De opleiding reikte Becht een aantal concrete handvaten om dat op zijn werk wèl te doen: “Ik heb veel aan opgedane kennis en vaardigheden over onderzoeksmethoden, interviewtechnieken, bedrijfsethiek, het three lines of defence-model, IT-complexiteit en -beheersing en schrijfvaardigheid.” De RO-titel die Becht aan de opleiding overhield is in de bouwsector dan weer niet verplicht. Maar deze stelt hem naar eigen zeggen wel in staat om het belang van soft controls overtuigender te onderbouwen en communiceren richting andere auditoren, RA’s en hoger management.

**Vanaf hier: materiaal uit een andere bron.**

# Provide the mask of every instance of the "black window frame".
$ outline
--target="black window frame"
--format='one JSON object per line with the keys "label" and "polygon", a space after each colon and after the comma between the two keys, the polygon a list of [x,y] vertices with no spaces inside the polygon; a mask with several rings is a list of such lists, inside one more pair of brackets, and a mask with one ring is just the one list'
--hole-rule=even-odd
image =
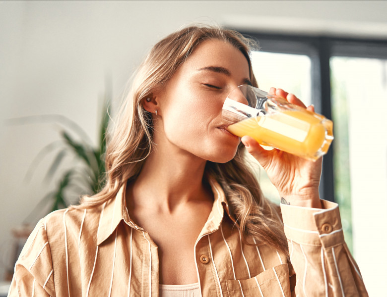
{"label": "black window frame", "polygon": [[[317,112],[329,119],[332,118],[330,58],[346,56],[387,59],[387,39],[240,32],[257,41],[262,51],[309,56],[311,63],[312,103]],[[334,147],[334,141],[323,158],[320,188],[320,197],[332,201],[335,201]]]}

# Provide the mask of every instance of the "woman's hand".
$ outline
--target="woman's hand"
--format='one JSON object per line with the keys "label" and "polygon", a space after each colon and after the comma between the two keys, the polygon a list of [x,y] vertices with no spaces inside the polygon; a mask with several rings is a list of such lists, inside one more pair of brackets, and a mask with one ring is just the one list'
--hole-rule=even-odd
{"label": "woman's hand", "polygon": [[[304,108],[305,105],[293,94],[271,88],[271,94]],[[313,105],[306,108],[314,112]],[[274,148],[266,150],[253,138],[244,136],[242,141],[247,151],[259,162],[279,193],[283,203],[321,208],[319,186],[322,157],[314,162]]]}

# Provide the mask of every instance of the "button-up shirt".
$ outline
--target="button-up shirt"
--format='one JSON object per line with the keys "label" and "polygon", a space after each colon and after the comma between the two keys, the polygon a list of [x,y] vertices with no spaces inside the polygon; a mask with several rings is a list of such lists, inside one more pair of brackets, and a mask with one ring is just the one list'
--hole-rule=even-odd
{"label": "button-up shirt", "polygon": [[[337,204],[281,204],[289,262],[267,245],[244,243],[224,192],[210,181],[213,204],[192,254],[202,296],[368,296]],[[16,262],[8,296],[158,296],[157,247],[129,218],[125,189],[100,206],[41,220]]]}

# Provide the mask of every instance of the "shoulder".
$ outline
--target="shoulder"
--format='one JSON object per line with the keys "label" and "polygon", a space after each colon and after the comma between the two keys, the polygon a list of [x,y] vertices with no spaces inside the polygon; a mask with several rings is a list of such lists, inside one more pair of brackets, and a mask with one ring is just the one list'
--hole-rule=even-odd
{"label": "shoulder", "polygon": [[70,206],[49,213],[40,224],[50,246],[55,248],[67,239],[77,238],[82,229],[90,234],[96,234],[101,211],[101,206],[87,208]]}

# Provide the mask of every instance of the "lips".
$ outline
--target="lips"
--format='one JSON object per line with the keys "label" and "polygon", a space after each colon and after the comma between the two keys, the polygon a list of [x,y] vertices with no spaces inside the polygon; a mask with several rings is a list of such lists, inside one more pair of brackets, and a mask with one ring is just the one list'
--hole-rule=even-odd
{"label": "lips", "polygon": [[240,138],[239,136],[237,136],[236,135],[234,135],[232,133],[230,133],[228,130],[227,130],[227,127],[228,127],[228,125],[223,124],[221,126],[219,126],[218,127],[218,129],[221,130],[225,133],[226,133],[227,135],[230,135],[230,136],[232,136],[233,137],[235,137],[236,138],[239,139]]}

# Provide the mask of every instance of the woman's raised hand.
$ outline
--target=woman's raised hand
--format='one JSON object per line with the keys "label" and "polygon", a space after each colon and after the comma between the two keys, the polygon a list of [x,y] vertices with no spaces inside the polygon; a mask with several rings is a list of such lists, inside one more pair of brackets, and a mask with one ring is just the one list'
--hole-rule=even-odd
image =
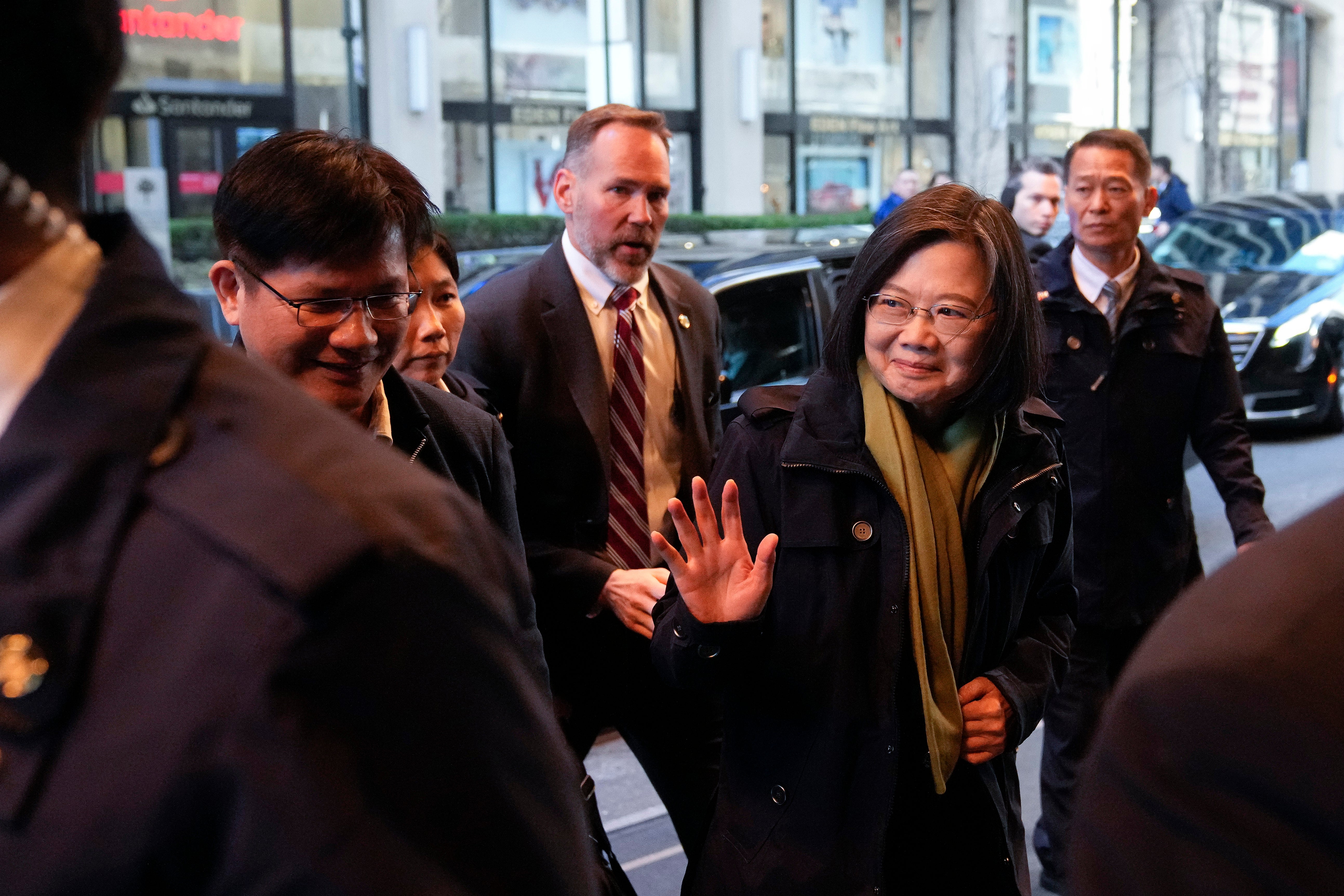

Want de bouw wordt misschien steevast omgeschreven als ‘mensenwerk’, de sector heeft als het op risicobeheersing aankomt nog te weinig oog voor het menselijke aspect, besluit Becht. “Door de kleine marges en omdat we vooral techneuten zijn, kijken we eigenlijk alleen naar hard controls. Daarbij overheerst de ‘niet lullen maar poetsen’-mentaliteit, veel aandacht voor de interactie tussen mensen is er nog steeds niet. Terwijl dat risicopreventie kan zijn, in tegenstelling tot meer correctieve hard controls. Ik vind het interessant dat ik met andere ogen naar de werkvloer ben gaan kijken. Het is ook onderdeel van risicobeheersing om te vragen: is dit een gezond team, of niet?”